Things haven't looked too good lately, but they could be a lot worse.


  1. that micro chip things scares the pants off me,

  2. Hmmmmm again. There was a proposed move by the current government to microchip and/or tag in some fashion all animals, starting with livestock (including chickens Patsy) and then moving to horses and eventually household pets. As a horse owner, I would have had to report to a government agent anytime my horse left the property, even for a trailride. The purpose was to monitor the movement of potentially diseased animals. It was pretty amazing to see how quickly the horse community rose up in protest over this...government be damned! When it comes time to ride our horses, we want to do it in privacy. ;) The last I heard the program was recently dropped due to the massive protests and questionable constitutionality. Don't think people would feel much different about human microchipping. Carmon

  3. Patsy, I like it for my dogs, especially in light of what happened to so many pets during Hurricane Katrina. But that's about as far as I think it ought to go--and THAT should be voluntary.

    Carmon, I hadn't heard about the proposition to microchip all animals. I wonder who thought anybody would be willing to go along with that.

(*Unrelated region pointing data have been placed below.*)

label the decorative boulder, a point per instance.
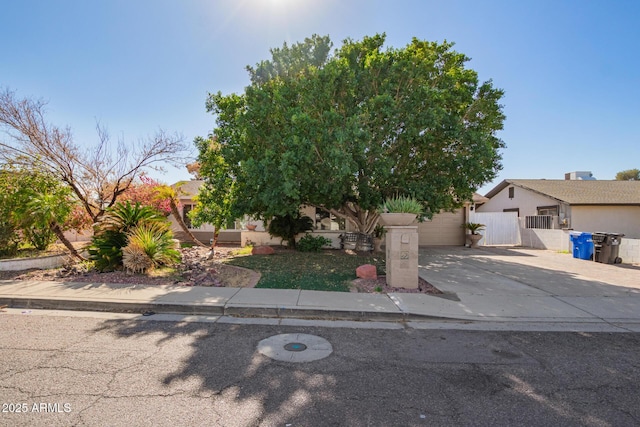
(367, 271)
(262, 250)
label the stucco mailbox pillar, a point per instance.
(402, 256)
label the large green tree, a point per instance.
(216, 197)
(344, 131)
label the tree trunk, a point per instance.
(181, 223)
(60, 234)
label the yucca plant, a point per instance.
(401, 204)
(111, 233)
(155, 240)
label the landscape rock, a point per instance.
(367, 271)
(262, 250)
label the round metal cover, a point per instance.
(295, 347)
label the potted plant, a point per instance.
(399, 210)
(474, 237)
(378, 234)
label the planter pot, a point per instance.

    Hmmm. Now I'm having visions of people beeping as they pass governmental checkpoints.

  4. Have you seen "Enemy of the State"? If you haven't, watch it-that is one scary movie!

  5. Don't you think the underworld, organized crime and just run of the mill joyriding hackers could counterfeit the chips and set up & frame anyone they choose? The whole thought makes me buggy. I can see voluntary chipping, not intrusive, though. Something, oh a chip put into a piece of jewelry - oh, maybe in a - hmmm - lampwork bracelet! Then Grandmaww could wear it when SHE and the fam want it and the GPS could be monitored by choice. I am not at all interested in more government intervention! We could not sit along the banks of a river and have troubadours seranade us the way they do in Paris at night. No fences! Someone could fall in and sue the city! I love our country, but too much regulation scares the hope out of me for a society filled with people of conscience making their own decisions. The missing and exploited, though, you have a valid point!

  6. Patsy thinks it will happen......Patsy thinks it will ALL happen.......

  7. I would not put my trust in ANY government to microchip me. I don't think such an idea would go down easily in this country - look at all the hoopla whenever they even mention a federal identity card.

    I'm sure there is a lot going on "behind the scenes" that is akin to what you've been reading in Grisham/Baldacci. It DOES scare the pants off me.

  8. Janet, I did see "Enemy of the State," but it's been several years ago. I remember the actors, the action and the tension, but, unfortunately, not very much about the plot. I'll have to check it out again.

    Christy, you made some very good points. And if you hurry, you might be the first on eBay to offer lampwork jewelry that comes with OnStar service.

    Annie, do you feel like you're in good company here? I think everybody feels the same way you do.

    4th Sister, even if Patsy turns out to be right, I don't expect either of us will be around by then to complain about it.

    Sunflower, I don't think they'd ever get people to go along with it either. Not in a million years. Hmmm. Does this tapwater taste funny to you?

  9. Yes, I think I'm in very good company!

  10. Oops.... I'm a day or two late and a sense of humor short. The tip of that tongue planted in that cheek sailed right by me. It mighta been that the tin foil I use to interfere with the alien and government thought probes also interfered with my correctly interpreting your blog! We do make these sacrifices at times....

    brrrrrrrrr..... it got cold!

    Three Cat

  11. Third-Cat, LOL, the tin-foil hat would certainly do it.